I've written about the problems of race and class divide at my son's school before. The Kid has a mild motor skills problem that has made him eligible for special education assistance at school. Last year he started middle school and was supposed to have one hour a day of a special study skills class as part of our IEP (individual education plan, basically a contract between the school and I saying what services they will provide). He didn't get study skills class until May, and then only because I threatened to sue. Last year he faltered hard in his classes. When they did put him into a study skills class , he was ignored because he is quiet and will hide in a corner reading a book. The things that were supposed to happen like homework help and time management planning were ignored. It was more a free hour of nothing time for him.

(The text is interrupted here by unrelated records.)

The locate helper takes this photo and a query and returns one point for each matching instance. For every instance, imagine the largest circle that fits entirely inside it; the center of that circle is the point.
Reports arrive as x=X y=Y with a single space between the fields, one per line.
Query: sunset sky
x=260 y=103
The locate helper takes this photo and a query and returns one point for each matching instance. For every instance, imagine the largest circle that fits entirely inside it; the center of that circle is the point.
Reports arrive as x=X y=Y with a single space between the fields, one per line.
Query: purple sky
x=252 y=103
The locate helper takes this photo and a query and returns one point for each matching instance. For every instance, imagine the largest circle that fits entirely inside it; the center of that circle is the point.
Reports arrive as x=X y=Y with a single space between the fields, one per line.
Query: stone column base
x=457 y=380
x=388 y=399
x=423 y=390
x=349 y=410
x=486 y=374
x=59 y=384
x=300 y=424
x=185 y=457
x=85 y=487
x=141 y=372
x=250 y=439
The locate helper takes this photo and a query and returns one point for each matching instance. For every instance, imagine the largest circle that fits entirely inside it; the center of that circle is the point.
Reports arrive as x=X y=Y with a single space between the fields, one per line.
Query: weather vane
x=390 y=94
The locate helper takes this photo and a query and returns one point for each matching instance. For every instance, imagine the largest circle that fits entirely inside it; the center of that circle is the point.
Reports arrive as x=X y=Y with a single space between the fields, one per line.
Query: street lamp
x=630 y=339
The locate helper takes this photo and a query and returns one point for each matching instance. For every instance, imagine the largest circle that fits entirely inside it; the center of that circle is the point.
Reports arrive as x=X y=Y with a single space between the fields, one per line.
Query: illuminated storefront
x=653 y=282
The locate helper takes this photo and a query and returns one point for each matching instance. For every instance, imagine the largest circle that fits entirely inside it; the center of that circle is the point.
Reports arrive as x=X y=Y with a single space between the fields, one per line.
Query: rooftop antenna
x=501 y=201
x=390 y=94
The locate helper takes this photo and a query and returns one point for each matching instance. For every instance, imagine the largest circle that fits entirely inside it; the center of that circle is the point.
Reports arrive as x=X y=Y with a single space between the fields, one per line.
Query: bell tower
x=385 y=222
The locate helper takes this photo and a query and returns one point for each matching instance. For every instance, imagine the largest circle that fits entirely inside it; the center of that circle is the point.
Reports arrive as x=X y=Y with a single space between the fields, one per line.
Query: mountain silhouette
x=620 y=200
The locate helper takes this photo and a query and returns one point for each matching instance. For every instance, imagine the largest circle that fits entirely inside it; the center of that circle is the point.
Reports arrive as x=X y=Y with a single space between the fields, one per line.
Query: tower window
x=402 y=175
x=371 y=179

This year, he is in a different study skills class, one created especially for the gifted (mostly white) kids. He has a teacher who actually pays attention to him and he is improving this year. His counselor has apologized over and over because they just didn't have the Advanced Placement Study Skills class last year.

I know that he is actually getting help this year because he is in the mostly white class with children from wealthy families. I know that the black and brown kids in his study skills class from last year deserve just as much help and attention as my kid does but they aren't getting it. And I am afraid to complain about it. I am afraid that if I call them out on this that my kid will go back to being warehoused instead of taught.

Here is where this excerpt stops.